Signs in concise English and blunt Arabic direct arrivals to a modest hall for baggage claims. As possessions catch up to us, a cue of concerned faces hobble around a small opening in a wall with ‘Baggage Issues’ printed faintly under a blinking neon light.
It’s a 40-minute ride to the capital, on a road funded by the Saudi government. Windows are down. A pungent, acidic scent of residues from olive factories and sheep saturates my face. My jet lag is sharpened.
Every few blinks and eye rubs, I catch a glimpse of a tiny, beige structure with a single window lit by a dim light, promising a cup of traditional Arabic coffee for mere cents. Despite the late hour, around 2:30 a.m., men group in wall corners and around stoves. Smoking, drinking tea or coffee. Always throwing a glance our way.
We pass signs for the Iraqi border, Ma’dabah; the province of mosaics and old churches, and the Dead Sea. Streets filled with restaurants, and falafel and shawerma joints rise up from the sand. Interrupted by mosques, government ministries and embassies. Official guards gesturing and yelling at their cell phones. Men and young boys are everywhere; as if sleep is reserved for women.
We took a right at a Moroccan bath, past the Bank of Independence, and stopped at an old car repair shop. Our apartment is just greasy around the corner.
We are back in Amman.
The capital lashes out with 30° during the day, defeated by a shy breeze in the intimate hours preceding dawn.

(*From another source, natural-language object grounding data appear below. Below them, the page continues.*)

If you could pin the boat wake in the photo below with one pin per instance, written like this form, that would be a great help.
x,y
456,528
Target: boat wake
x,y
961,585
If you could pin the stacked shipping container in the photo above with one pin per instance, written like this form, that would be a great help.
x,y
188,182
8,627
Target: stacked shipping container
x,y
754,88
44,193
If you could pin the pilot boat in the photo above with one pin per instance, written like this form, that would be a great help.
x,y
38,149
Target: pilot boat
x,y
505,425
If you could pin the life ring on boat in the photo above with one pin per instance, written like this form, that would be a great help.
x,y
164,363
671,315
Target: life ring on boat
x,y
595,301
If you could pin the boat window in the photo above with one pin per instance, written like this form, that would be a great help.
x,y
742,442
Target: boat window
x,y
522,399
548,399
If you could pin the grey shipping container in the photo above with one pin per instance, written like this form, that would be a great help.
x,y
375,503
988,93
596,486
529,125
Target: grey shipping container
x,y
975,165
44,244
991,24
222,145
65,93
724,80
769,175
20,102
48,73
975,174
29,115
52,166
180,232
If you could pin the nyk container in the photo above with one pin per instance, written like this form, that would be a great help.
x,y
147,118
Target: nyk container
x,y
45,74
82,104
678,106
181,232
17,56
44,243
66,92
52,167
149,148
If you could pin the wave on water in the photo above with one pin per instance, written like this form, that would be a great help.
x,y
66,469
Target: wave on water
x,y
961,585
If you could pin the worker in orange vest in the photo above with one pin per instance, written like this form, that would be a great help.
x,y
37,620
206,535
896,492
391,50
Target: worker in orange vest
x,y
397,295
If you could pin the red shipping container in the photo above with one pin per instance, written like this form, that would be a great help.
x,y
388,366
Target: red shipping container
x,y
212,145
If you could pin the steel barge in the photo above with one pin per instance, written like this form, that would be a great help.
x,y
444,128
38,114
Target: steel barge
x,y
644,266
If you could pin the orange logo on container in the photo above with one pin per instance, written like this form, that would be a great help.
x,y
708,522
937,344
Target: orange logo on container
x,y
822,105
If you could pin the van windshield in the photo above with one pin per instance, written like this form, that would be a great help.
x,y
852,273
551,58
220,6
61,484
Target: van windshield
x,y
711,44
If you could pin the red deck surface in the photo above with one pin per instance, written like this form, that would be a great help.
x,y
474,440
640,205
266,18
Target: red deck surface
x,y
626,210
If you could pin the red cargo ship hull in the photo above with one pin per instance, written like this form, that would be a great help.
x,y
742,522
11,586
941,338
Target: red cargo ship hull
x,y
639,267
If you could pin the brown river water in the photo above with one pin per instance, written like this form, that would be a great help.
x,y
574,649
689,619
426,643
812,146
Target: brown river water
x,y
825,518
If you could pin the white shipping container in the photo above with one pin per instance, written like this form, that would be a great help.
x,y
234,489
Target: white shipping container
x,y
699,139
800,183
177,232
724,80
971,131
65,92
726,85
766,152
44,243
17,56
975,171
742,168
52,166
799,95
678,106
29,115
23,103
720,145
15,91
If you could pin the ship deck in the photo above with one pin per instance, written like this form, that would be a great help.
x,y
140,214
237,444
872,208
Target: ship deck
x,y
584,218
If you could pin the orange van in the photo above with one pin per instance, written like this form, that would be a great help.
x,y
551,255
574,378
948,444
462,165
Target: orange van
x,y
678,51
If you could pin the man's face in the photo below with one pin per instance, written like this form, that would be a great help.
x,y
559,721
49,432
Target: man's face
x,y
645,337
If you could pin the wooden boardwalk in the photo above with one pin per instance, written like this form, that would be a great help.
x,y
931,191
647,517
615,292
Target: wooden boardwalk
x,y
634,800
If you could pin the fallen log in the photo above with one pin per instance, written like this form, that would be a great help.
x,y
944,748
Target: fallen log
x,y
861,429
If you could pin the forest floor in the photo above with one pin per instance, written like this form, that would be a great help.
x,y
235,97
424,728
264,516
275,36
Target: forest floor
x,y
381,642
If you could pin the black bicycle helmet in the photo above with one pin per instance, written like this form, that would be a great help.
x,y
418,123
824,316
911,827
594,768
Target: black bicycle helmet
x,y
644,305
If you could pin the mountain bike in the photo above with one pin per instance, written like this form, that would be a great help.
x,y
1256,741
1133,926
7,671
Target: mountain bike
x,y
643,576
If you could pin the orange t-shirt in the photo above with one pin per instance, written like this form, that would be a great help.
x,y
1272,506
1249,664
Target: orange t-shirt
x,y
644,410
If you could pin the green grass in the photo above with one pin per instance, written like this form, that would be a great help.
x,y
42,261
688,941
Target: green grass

Life here is coated with sand. Wild cats have just as much presence as tourists. The next street over is called Abu Bakr Al-Siddiq Street, after one of the holiest of the Muslim figures, who fought side by side with the prophet Muhammad. Oddly enough, this area is widely known as Rainbow Street! Regardless, it is filled with coffee shops, restaurants, and gelato sanctuaries. The aroma of Armenian kabab spices and fresh falafel on sesame bread cured my jet lag.
Amman is loud.
Women, young boys, tradesmen, school buses, gas trucks, car alarms, constant beeping of horns, traffic shouts, truckers yelling sales, tourists, and of course, the call for prayer azan.
Most men here are dressed in tight, weather appropriate clothes. Women vary: those with hijab and denim, niqab, girls in summer dresses or tank tops and athletic pants, and female tourists in low-key, baggy attire – usually with a hat and sandals.
It’s been three days since we landed here, and we’re finally ready to start reporting; two Canadian and one Venezuelan journalist for a month… in this beautiful desert.